The marketing budget for “Iron Man 3,” for example, was $175 million dollars — more than double the combined budgets for last year’s “Argo” and “Zero Dark Thirty,” Oscar-nominated films that were made only with the help of outside financing. To finish last year’s hit “Magic Mike” ($7 million budget, $133 million domestic gross), Soderbergh had to borrow money from his accountant. “It’s an extreme brand of loss aversion,” he said. “It’s just frustrating because the trickle-down effect is, creatively, things are getting narrower.”

And the ability to make original, stylish, nuanced adult entertainment — “Silver Linings Playbook,” “Django Unchained,” “Argo” — is now limited to a handful of critically and commerically proven AAA-list directors.

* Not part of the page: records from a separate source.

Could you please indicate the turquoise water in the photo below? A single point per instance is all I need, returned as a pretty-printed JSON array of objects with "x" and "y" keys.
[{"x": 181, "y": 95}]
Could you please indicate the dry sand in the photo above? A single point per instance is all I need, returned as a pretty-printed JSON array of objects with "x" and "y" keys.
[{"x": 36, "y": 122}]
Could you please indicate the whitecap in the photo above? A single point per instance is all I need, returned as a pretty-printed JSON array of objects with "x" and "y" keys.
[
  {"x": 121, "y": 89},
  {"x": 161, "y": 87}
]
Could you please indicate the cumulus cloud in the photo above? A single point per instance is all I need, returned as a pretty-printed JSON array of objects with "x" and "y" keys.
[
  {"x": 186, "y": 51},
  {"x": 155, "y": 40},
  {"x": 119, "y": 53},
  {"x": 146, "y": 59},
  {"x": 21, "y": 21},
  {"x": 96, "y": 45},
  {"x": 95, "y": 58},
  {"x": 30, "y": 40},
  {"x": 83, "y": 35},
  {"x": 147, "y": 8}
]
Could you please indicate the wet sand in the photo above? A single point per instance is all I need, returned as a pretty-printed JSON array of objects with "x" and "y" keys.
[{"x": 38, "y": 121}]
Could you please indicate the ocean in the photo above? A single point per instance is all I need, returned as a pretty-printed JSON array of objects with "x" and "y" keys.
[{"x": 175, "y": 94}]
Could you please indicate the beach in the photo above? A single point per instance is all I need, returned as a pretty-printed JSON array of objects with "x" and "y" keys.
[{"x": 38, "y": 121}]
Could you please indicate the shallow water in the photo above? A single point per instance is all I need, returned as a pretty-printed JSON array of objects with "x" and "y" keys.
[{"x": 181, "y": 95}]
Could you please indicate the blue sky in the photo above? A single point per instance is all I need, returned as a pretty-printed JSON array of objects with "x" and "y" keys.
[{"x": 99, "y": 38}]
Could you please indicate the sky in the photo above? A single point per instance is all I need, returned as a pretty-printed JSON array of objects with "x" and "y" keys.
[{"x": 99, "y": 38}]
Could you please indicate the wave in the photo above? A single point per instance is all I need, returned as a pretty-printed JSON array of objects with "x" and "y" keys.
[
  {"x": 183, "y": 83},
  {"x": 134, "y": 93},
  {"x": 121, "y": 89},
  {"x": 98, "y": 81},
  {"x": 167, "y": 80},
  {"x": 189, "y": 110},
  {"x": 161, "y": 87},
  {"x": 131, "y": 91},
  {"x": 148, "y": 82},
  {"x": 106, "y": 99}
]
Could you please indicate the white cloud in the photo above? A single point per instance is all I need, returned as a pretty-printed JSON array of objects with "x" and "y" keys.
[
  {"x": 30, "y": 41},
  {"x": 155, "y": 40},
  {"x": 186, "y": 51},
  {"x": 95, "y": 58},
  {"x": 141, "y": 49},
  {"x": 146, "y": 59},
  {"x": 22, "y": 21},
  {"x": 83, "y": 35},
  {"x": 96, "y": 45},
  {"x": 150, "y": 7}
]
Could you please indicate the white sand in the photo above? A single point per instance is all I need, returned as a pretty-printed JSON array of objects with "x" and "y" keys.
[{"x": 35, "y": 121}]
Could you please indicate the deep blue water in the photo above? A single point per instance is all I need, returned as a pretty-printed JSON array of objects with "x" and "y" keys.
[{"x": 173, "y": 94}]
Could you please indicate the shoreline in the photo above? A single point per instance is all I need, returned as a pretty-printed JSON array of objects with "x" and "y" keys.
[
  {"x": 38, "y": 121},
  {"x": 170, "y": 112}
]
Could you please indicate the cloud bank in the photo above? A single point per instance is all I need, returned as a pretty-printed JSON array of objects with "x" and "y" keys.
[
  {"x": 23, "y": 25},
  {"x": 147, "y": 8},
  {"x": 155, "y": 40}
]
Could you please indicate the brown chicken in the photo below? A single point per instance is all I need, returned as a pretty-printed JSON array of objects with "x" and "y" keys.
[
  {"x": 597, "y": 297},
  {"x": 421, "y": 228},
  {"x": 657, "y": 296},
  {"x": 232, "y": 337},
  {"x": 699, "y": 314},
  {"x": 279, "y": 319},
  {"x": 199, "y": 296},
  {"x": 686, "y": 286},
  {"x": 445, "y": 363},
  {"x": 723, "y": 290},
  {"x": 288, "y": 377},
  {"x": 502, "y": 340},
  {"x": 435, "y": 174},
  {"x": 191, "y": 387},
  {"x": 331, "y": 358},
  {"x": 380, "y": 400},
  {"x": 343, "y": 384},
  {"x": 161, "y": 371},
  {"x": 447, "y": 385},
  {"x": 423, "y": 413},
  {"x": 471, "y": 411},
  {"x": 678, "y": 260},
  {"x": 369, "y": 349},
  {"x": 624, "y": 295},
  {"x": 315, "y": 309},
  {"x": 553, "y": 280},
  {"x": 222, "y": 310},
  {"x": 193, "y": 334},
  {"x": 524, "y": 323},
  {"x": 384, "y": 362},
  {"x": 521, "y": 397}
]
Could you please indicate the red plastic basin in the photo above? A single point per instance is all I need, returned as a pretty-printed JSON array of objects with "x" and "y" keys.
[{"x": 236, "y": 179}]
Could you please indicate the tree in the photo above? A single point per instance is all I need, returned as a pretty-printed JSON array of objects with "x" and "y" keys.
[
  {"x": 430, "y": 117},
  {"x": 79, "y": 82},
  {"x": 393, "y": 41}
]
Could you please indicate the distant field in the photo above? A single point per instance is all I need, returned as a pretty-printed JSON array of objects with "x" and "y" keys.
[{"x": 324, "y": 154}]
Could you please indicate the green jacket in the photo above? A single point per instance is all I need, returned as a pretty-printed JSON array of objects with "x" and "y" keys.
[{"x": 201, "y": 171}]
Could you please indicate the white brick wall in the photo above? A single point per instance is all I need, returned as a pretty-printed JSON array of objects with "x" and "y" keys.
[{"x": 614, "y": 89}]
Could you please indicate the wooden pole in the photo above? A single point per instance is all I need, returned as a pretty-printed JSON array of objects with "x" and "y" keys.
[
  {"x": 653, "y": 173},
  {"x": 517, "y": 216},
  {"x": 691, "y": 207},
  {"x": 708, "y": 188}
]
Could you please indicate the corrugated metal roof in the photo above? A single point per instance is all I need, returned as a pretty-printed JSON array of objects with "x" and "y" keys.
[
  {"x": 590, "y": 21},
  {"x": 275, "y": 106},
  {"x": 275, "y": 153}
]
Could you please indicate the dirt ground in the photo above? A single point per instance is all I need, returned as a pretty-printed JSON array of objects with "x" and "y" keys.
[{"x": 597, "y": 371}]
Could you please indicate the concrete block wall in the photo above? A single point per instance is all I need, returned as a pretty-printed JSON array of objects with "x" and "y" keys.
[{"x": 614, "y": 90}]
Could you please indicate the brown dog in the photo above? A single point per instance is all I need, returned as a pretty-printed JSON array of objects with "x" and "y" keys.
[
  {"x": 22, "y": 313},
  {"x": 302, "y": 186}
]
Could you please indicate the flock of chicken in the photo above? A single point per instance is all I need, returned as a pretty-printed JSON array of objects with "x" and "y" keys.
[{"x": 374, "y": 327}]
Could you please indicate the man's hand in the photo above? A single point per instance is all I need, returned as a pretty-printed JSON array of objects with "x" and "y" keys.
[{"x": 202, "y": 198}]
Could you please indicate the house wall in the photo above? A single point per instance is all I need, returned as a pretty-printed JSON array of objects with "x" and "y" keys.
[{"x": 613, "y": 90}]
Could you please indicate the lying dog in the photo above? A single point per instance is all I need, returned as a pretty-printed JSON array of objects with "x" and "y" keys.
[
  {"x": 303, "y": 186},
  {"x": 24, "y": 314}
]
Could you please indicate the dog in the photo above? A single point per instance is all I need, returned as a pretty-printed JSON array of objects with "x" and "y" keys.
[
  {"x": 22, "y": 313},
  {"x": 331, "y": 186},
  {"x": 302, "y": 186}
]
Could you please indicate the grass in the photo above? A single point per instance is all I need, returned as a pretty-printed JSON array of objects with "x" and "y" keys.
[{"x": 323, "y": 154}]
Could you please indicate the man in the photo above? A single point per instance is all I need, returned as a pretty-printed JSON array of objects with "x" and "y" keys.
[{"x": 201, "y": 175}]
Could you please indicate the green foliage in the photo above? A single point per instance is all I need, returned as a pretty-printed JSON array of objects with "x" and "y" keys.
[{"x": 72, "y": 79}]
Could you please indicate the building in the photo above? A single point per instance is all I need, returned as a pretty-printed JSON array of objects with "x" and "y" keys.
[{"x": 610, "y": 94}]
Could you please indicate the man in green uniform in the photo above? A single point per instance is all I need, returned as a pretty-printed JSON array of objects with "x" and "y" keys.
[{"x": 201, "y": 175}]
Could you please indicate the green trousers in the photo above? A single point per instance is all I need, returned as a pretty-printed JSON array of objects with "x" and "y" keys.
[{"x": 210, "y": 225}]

“The people who can make those movies are on Mount Olympus,” Obst says. “A huge class of directors is being cut out of movies.”

TELEVISION

“Game of Thrones,” “Breaking Bad,” “Mad Men,” “Justified,” “Homeland,” “Girls,” “The Americans” — these are just a few of the shows that offer far more complicated storytelling and characters than the movies, their longer arcs allowing for a richer, more novelistic experience. Most consider “The Sopranos,” which debuted on HBO in 1999, to be the big-bang moment, but filmmakers began gravitating toward TV in the early ’90s, right around the time that independent film broke through.

David Lynch’s “Twin Peaks” — which had the texture of his films and primed mainstream America for deep perversity — premiered on ABC in 1990, just after Soderbergh’s “Sex, Lies, and Videotape” electrified Sundance. One year after “Pulp Fiction,” Quentin Tarantino directed an episode of “ER,” then in its first season.

Shows like “24” and “The Wire” cemented TV’s supremacy over movies.

Unable to find studio backing in America, Soderbergh took “Behind the Candelabra” to HBO, where it became their highest-rated premiere in nine years. No longer do movie stars or A-list directors consider themselves above TV — in fact, TV is the preferred medium: David Fincher directs for Netflix, Scorsese for HBO, Jane Campion for IFC.

Perhaps no example is better than the new season of “Arrested Development” — a cult hit that, upon cancellation, was talked about as a feature film, only to be saved by Netflix.

In one of this season’s final episodes, the clever malcontent Maeby — who began working as a Hollywood executive at 15, retired at 23 — offers some meta-advice to a relative hungry for a production deal: “I think movies are dead,” she says. “Maybe it’s a TV show.”